Sacred architecture

Tabb examines Rothko Chapel,
Chapel of Notre Dame du Haut

In a March 1, 2005 lecture at the Rothko Chapel in Houston, Texas, Phillip J. Tabb, professor and head of the Department of Architecture at Texas A&M University will examine the characteristics and symbolic meanings of two architectural landmarks — the Rothko Chapel and the Chapel of Notre Dame du Haut in Ronchamps, France. The presentation is slated for 7:30 p.m.

Revered for more than a half century, the Chapel of Notre Dame du Haut, designed by renowned architect Le Corbusier, is widely regarded as one of the most important examples of modern architecture. Perched on a commanding hill above the village of Ronchamp, France, the chapel is a pilgrimage destination for devout Catholics and architects alike. Recent research, Tabb says, indicates that the building may be imbued with celestial programs that are played out in both the integral Cubist art and the inspired architecture of the chapel itself.

The Rothko Chapel, inspired by and housing the paintings of American abstract expressionist Mark Rothko, is viewed with equal affection. The structure celebrates and embodies terrestrial, rather than celestial, moments that emanate a grounded sense of quiet and inner focus. A modern meditative environment, the chapel serves as an intimate sanctuary to thousands of visitors of every faith each year.

A design educator for 20 years, Tabb’s expertise lies in sustainable community design and sacred organizational patterns. He has taught at numerous institutions across the western United States, Nova Scotia and London. At the college, Tabb is a founding fellow of the Sustainable Urbanism Certificate Program and is a principal planner for the Serenbe communities near Atlanta, Ga., which integrate sacred organizational field geometry with community planning.

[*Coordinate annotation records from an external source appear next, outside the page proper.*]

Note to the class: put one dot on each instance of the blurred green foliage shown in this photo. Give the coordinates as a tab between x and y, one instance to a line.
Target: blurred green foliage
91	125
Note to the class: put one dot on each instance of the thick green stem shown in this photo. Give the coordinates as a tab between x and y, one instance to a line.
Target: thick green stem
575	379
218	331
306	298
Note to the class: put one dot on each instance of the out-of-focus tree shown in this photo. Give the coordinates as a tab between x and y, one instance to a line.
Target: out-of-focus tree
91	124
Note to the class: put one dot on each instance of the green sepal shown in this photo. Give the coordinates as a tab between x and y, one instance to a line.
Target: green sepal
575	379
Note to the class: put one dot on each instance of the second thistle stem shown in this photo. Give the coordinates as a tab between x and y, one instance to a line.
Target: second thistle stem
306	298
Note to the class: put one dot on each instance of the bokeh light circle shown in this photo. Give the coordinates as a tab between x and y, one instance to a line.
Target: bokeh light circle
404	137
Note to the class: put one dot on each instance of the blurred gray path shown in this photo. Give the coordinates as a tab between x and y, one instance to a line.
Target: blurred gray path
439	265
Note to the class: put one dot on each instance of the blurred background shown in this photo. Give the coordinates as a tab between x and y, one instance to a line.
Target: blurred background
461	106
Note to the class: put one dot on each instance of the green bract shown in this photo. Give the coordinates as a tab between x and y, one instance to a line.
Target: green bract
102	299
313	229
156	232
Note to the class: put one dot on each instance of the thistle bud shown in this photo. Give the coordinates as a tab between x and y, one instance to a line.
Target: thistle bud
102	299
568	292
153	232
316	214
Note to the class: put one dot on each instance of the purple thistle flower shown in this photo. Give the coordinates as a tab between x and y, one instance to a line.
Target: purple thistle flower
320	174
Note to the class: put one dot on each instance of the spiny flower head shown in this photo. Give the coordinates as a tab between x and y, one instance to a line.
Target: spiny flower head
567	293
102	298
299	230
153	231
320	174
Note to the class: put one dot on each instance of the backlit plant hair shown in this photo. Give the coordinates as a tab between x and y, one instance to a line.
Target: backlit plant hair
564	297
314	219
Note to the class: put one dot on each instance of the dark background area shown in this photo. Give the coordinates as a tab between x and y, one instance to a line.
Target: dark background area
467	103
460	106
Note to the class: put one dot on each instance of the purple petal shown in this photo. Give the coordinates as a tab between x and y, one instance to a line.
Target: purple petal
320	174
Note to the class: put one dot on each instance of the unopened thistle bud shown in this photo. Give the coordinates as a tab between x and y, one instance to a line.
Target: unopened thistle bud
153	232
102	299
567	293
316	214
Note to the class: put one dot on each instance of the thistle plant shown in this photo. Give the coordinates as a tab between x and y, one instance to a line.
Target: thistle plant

Tabb is also a founding director of the Academy for Sacred Architectural Studies, a non-profit corporation in Colorado focused on organizing a set of alternative educational programs currently not available in conventional architectural instructional settings. The focus of study is on the perennial wisdom found in the world's major traditions, and how they embody sacred and archetypal principles that can be integral to architecture and planning disciplines.

A practicing, registered architect for 25 years, Tabb has worked in his own practice on numerous projects that integrated sacred concepts, such as the Celestial Seasonings Herb Tea Headquarters Building, the Rolf Institute Headquarters Building, and the Stetson Healing Studio.